# NeuMF+ Training - CPU Version (Genre Only)

This notebook trains **NeuMF+** on **CPU** when GPU credits are not available.

**Model Features:**
- Collaborative Filtering (NeuMF: GMF + MLP)
- Genre Features (content information)
- Gated Fusion (dynamic weighting)

**Configuration:**
- Data: 5% sample (~900K ratings)
- Device: CPU (no GPU required)
- Batch size: 256 (smaller for CPU)
- Max epochs: 3
- Early stopping patience: 1
- Estimated time: 1-2 hours on CPU

## Step 1: Mount Google Drive

In [None]:
from google.colab import drive
drive.mount('/content/drive')

print("\n✓ Google Drive mounted!")

## Step 2: Clone and Setup

In [None]:
# Clone the repository
!git clone https://github.com/albertabayor/NCF-Movie-Recommender.git

import os
os.chdir('NCF-Movie-Recommender')
!git pull origin main

# Link data
!rm -rf data
!ln -s "/content/drive/MyDrive/NCF-Movie-Recommender/data" data

# Link experiments
!mkdir -p /content/drive/MyDrive/NCF-Movie-Recommender/experiments/trained_models
!rm -rf experiments
!ln -s /content/drive/MyDrive/NCF-Movie-Recommender/experiments experiments

# Install dependencies
!pip install -q torch torchvision pandas numpy scikit-learn tqdm tensorboard

print("\n✓ Setup complete!")

## Step 3: Load and Sample Data (5%)

In [None]:
import sys
sys.path.insert(0, '.')

import pandas as pd
import numpy as np
import pickle
import torch

from src.negative_sampling import build_user_history
from src.models.neumf_plus import NeuMFPlus
from src.train import train_model

# Load data
train_df = pd.read_pickle('data/train.pkl')
val_df = pd.read_pickle('data/val.pkl')
test_df = pd.read_pickle('data/test.pkl')

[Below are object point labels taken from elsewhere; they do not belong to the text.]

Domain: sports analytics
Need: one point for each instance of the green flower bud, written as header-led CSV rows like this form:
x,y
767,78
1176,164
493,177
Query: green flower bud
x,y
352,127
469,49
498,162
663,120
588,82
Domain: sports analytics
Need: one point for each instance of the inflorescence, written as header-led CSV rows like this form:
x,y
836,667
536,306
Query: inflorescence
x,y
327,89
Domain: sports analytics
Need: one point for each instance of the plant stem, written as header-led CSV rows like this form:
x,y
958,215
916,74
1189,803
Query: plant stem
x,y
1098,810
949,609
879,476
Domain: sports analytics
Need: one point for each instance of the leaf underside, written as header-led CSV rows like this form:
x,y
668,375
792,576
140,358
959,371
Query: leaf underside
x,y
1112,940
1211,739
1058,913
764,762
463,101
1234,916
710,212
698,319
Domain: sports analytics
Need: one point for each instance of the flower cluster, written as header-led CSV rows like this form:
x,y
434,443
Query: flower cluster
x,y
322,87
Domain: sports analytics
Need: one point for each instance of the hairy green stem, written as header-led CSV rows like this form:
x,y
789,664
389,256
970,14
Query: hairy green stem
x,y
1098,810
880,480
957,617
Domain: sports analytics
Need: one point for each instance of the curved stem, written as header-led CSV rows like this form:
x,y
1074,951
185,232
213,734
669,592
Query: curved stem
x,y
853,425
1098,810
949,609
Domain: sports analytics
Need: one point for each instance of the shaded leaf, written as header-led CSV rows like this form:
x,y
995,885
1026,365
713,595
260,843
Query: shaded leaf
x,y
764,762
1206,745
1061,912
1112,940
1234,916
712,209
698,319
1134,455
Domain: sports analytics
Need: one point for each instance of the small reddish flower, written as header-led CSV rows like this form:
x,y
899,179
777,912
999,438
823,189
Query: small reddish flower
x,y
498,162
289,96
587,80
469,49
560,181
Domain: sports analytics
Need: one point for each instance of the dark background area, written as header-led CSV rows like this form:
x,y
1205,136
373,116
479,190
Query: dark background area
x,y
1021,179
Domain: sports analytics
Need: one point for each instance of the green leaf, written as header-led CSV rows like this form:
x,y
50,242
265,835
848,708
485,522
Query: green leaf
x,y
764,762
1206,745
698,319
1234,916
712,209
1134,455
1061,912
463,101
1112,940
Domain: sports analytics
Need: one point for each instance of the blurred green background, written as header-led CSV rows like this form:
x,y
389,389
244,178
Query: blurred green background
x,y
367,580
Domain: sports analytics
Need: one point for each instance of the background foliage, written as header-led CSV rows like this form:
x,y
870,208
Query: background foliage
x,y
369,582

with open('data/mappings.pkl', 'rb') as f:
    mappings = pickle.load(f)

num_users = mappings['num_users']
num_items = mappings['num_items']
num_genres = mappings['num_genres']

print("="*70)
print("SAMPLING 5% OF TRAINING DATA (CPU OPTIMIZED)")
print("="*70)
print(f"\nOriginal train size: {len(train_df):,}")

# Build item-to-genre mapping BEFORE sampling
print("\nBuilding item-to-genre mapping...")
unique_items = train_df['movieId'].unique()
item_genre_features = np.zeros((num_items, num_genres), dtype=np.float32)

for item_id in unique_items:
    item_rows = train_df[train_df['movieId'] == item_id]
    if len(item_rows) > 0:
        item_genre_features[item_id] = item_rows['genre_features'].iloc[0]

print(f"  Item-to-genre mapping shape: {item_genre_features.shape}")

# Sample 5% of training data (faster for CPU)
SAMPLE_RATIO = 0.05
np.random.seed(42)
sample_idx = np.random.choice(
    len(train_df), 
    int(len(train_df) * SAMPLE_RATIO), 
    replace=False
)
train_df = train_df.iloc[sample_idx].copy()

print(f"\nSampled train size: {len(train_df):,} ({SAMPLE_RATIO*100:.0f}%)")

train_users = train_df['userId'].values
train_items = train_df['movieId'].values
val_users = val_df['userId'].values
val_items = val_df['movieId'].values

# Extract validation genre features
val_genre_features = np.stack(val_df['genre_features'].values)
print(f"\nVal genre shape: {val_genre_features.shape}")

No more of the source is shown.